Пойдя на звук, я вскоре с удивлением рассматривал весьма странного субъекта, человечка, который был ростом с десятилетнего не очень крупного мальчика, но свирепо бородат, в подтяжках, поднимавших мятые штаны к самым подмышкам их худенького носителя. Он стоял у старого, бросового вида, ободранного стола и одним пальчиком выстукивал на дореволюционном «Ремингтоне», механизм которого, как я заметил, был опутан клочьями пыльной паутины. На листе бумаги, заложенном под валик машинки, было отпечатано строк пять прыгающими, как блохи, буквами.
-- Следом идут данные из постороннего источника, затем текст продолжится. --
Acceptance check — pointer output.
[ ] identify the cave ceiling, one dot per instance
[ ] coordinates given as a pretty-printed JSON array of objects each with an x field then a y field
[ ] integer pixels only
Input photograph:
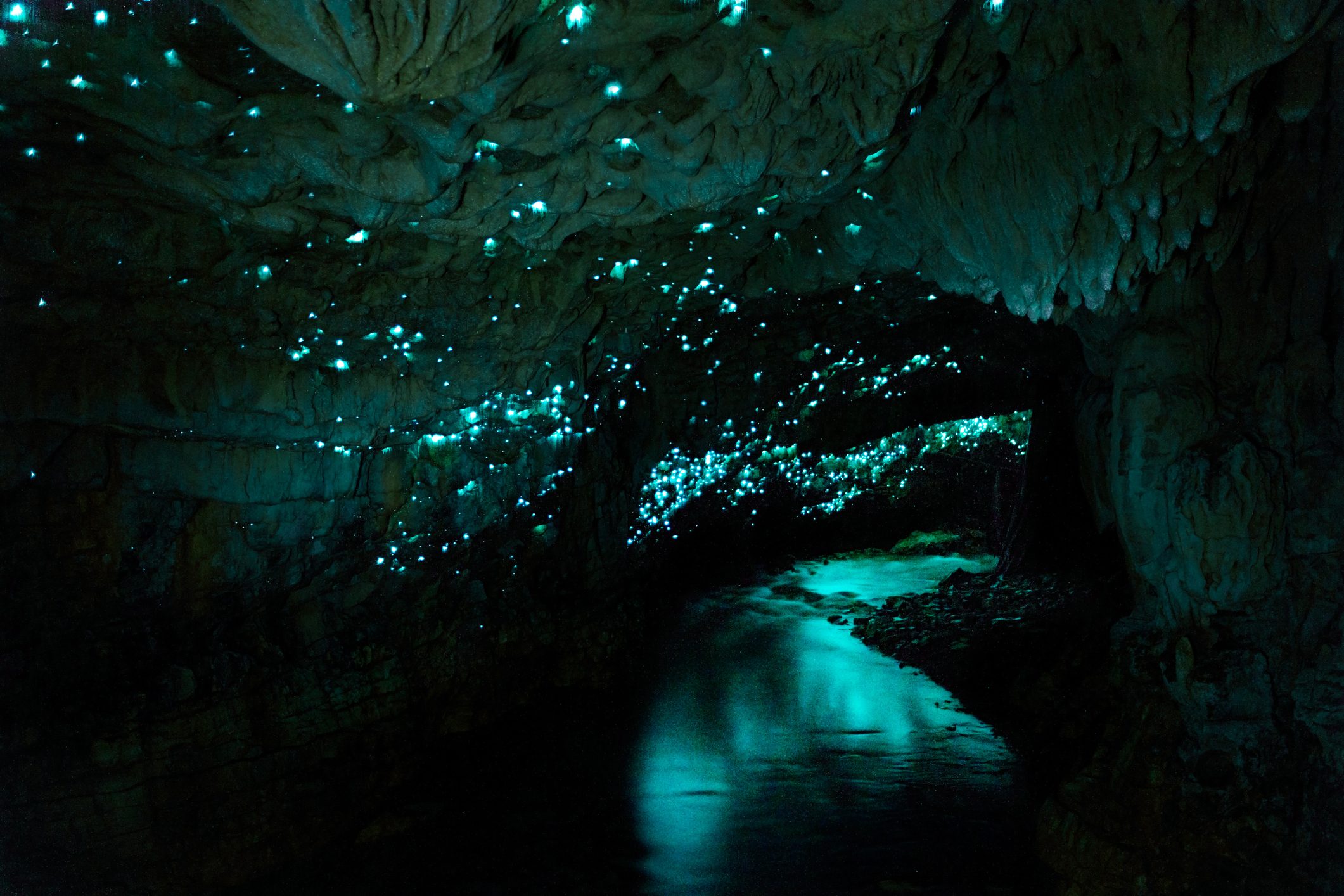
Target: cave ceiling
[{"x": 608, "y": 156}]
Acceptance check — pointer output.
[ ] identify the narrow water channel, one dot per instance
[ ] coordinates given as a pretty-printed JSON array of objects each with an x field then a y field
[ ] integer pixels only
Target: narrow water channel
[
  {"x": 768, "y": 753},
  {"x": 781, "y": 755}
]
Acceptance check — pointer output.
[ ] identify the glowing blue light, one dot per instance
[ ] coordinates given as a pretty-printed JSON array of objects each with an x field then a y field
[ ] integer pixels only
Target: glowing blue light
[{"x": 579, "y": 16}]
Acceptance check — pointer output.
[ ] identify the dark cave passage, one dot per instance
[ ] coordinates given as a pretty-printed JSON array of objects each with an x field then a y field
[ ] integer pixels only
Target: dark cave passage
[
  {"x": 767, "y": 752},
  {"x": 406, "y": 405}
]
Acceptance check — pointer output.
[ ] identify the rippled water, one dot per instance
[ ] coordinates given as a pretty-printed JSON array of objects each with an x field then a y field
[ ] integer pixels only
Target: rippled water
[
  {"x": 781, "y": 755},
  {"x": 768, "y": 753}
]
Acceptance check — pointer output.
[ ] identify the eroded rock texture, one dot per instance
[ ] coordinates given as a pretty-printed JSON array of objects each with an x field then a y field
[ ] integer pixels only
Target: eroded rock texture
[{"x": 292, "y": 284}]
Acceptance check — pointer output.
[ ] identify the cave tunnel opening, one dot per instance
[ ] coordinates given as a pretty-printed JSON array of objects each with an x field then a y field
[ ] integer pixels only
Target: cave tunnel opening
[{"x": 707, "y": 448}]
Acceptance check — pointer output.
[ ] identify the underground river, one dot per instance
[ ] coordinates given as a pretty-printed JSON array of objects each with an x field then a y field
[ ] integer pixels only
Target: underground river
[{"x": 769, "y": 753}]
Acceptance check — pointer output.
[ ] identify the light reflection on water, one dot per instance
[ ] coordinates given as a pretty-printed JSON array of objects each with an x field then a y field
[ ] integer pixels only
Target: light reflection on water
[{"x": 783, "y": 755}]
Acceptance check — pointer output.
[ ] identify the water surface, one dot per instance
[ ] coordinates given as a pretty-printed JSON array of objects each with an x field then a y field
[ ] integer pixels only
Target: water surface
[{"x": 783, "y": 755}]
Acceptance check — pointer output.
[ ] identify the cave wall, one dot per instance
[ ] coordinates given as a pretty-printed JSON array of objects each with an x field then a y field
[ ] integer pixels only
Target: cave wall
[
  {"x": 198, "y": 221},
  {"x": 1213, "y": 435}
]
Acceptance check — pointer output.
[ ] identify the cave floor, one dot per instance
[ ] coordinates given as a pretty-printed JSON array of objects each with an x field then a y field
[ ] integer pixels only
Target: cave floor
[{"x": 769, "y": 752}]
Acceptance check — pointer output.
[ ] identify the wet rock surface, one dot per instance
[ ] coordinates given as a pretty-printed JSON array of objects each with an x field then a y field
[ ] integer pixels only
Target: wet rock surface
[{"x": 284, "y": 286}]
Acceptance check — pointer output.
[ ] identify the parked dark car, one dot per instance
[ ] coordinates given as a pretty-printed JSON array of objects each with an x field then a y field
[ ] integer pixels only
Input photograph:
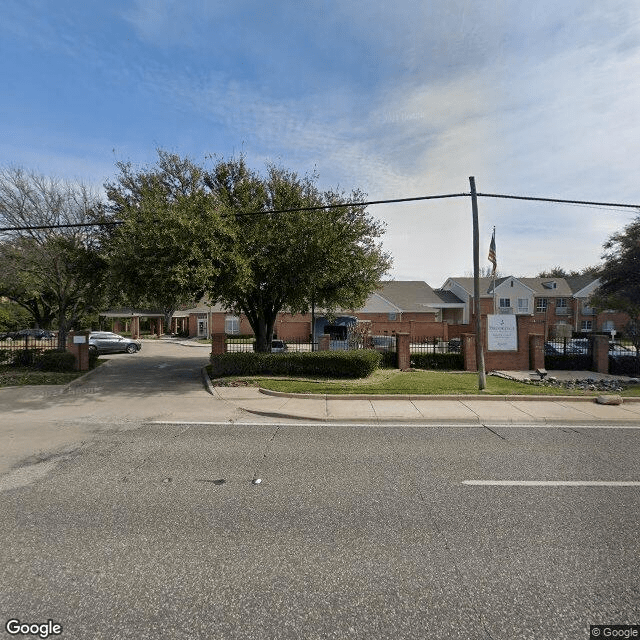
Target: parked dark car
[
  {"x": 108, "y": 342},
  {"x": 38, "y": 334},
  {"x": 550, "y": 350},
  {"x": 383, "y": 343},
  {"x": 278, "y": 346}
]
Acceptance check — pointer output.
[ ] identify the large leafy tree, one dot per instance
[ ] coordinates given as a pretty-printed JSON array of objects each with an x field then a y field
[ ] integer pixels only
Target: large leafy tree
[
  {"x": 173, "y": 242},
  {"x": 330, "y": 257},
  {"x": 620, "y": 277},
  {"x": 54, "y": 272}
]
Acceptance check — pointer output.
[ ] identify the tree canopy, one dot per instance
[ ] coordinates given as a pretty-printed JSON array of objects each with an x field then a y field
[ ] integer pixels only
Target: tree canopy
[
  {"x": 329, "y": 257},
  {"x": 174, "y": 243},
  {"x": 55, "y": 273},
  {"x": 620, "y": 273}
]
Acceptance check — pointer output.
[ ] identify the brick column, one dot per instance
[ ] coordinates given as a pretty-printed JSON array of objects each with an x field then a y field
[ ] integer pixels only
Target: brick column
[
  {"x": 469, "y": 351},
  {"x": 403, "y": 351},
  {"x": 218, "y": 345},
  {"x": 536, "y": 351},
  {"x": 601, "y": 354},
  {"x": 79, "y": 349}
]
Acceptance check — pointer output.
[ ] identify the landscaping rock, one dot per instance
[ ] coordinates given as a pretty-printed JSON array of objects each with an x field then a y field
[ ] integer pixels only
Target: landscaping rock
[{"x": 609, "y": 400}]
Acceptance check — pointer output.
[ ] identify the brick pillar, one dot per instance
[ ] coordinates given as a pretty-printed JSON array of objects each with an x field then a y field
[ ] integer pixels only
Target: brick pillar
[
  {"x": 536, "y": 351},
  {"x": 601, "y": 354},
  {"x": 403, "y": 351},
  {"x": 218, "y": 345},
  {"x": 78, "y": 344},
  {"x": 469, "y": 351}
]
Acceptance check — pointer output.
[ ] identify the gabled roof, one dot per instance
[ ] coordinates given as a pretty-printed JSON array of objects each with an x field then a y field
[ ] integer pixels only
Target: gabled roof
[
  {"x": 414, "y": 295},
  {"x": 542, "y": 287},
  {"x": 486, "y": 285},
  {"x": 578, "y": 283}
]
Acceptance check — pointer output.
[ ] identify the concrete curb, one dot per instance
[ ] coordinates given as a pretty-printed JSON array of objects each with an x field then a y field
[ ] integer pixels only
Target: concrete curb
[
  {"x": 362, "y": 396},
  {"x": 81, "y": 379},
  {"x": 531, "y": 422},
  {"x": 207, "y": 382}
]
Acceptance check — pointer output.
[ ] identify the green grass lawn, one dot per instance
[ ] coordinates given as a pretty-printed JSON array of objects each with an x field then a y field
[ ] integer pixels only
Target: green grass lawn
[
  {"x": 18, "y": 376},
  {"x": 388, "y": 381}
]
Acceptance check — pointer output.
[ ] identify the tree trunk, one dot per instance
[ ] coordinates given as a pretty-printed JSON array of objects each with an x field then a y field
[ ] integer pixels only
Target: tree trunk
[{"x": 63, "y": 330}]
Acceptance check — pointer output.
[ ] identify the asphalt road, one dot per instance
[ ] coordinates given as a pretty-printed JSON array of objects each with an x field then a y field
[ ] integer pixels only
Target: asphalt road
[{"x": 158, "y": 531}]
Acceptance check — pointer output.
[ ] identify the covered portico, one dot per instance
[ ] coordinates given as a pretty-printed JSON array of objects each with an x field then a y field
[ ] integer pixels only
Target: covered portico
[{"x": 129, "y": 320}]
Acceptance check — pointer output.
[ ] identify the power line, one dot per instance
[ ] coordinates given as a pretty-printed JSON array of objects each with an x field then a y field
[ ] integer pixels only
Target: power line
[
  {"x": 351, "y": 204},
  {"x": 587, "y": 203},
  {"x": 251, "y": 213},
  {"x": 559, "y": 200}
]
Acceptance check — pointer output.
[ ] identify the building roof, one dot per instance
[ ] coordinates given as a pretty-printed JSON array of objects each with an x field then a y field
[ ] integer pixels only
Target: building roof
[
  {"x": 549, "y": 287},
  {"x": 541, "y": 287},
  {"x": 415, "y": 295},
  {"x": 578, "y": 283},
  {"x": 485, "y": 285}
]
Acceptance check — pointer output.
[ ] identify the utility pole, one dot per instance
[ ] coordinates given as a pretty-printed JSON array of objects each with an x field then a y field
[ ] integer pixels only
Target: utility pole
[{"x": 482, "y": 383}]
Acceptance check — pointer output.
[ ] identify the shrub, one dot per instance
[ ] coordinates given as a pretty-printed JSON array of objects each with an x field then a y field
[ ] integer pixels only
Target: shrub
[
  {"x": 569, "y": 362},
  {"x": 25, "y": 357},
  {"x": 55, "y": 360},
  {"x": 624, "y": 366},
  {"x": 443, "y": 361},
  {"x": 334, "y": 364}
]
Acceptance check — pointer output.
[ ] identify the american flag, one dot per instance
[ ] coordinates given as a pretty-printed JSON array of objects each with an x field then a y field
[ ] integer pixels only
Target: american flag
[{"x": 492, "y": 253}]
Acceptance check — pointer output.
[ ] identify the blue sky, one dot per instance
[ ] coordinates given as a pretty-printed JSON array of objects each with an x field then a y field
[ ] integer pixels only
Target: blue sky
[{"x": 399, "y": 99}]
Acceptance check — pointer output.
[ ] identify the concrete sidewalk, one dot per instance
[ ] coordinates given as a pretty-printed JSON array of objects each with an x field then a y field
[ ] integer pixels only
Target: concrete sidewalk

Что вы тут делаете, спросил я у бородача, похожего, как мне подумалось, на еще молодого недозрелого гнома, как что, отвечал он, развернувшись на крошечных ножках в мою сторону, разве не видите, что работаю. А над чем работаете, спрашивал я, не особенно чинясь, печатаю материал одного научного изыскания, последовал ответ. А какого, нельзя ли мне узнать, продолжал я в том же духе, почему же нельзя, можно, невозмутимо отвечал молодой гном, я пишу об отражении космической темы в русских и византийских иконах пятнадцатого века. Как это, удивился я вполне уже серьезно. А так, был ответ, что на многих иконах этого времени есть изображения летающих тарелок, гуманоидов в скафандрах и зашифрованы математические формулы. Вот как, сказал я, а вы не знаете, где Корней? Какой такой Корней, с некоторой долей ядовитого раздражения спросил исследователь, и почему это я должен знать, где он? Как какой Корней, снова удивился я, Выпулков, разумеется. Позвольте мне узнать, кто это такой ваш… Выпулков? И тут я понял наконец, что молодой ученый никакого отношения к Корнею не имеет. Странно, сказал я, удивительное совпадение… ведь он тоже вплотную занимается космическими проблемами. Кто это он, спрашивает, Корней Выпулков, художник, отвечаю я. Кстати, как вы сюда попали? Кто вас привел? Никто не приводил, недовольно хмурясь, молвил гном, я шел по улице, увидел этот домик, вошел и, значит, занял пустую комнату. Вот все вы такие, воскликнул я, все на одну колодку. Позволите узнать, кто это мы, язвительно молвил бородач. Вы, сказал я, потомки, должно быть пришлых гуманоидов. Я сразу вас угадал, вы не оборотень, не зверь, ведь в вас ничего нет звериного, вы очень милый молодой человек… Но почему вы все такие? Почему занимаете пустые комнаты в заброшенных домах, не спросясь даже в домоуправлении, не дав себе труда даже подумать о том, что первый же техник-смотритель или дворник может вас вытурить вон? И ведь уйдете, подчинитесь беспрекословно, с гордым и независимым видом покинете сей кабинет, унося под мышкой пишущую машинку. Беда с вами! Словно зачарованные дети, бродите вы среди волчьих битв и обезьяньих войн этого коварного мира, задрав голову к небу и считая звездочки. Вечно занятые космическими проблемами, вы не замечаете, как дрожит под ногами земля в гневе на беззаконие и свинство оборотней, и солнце возмущенно плюется со своего небесного престола, грозя новым потопом миру нечестивцев.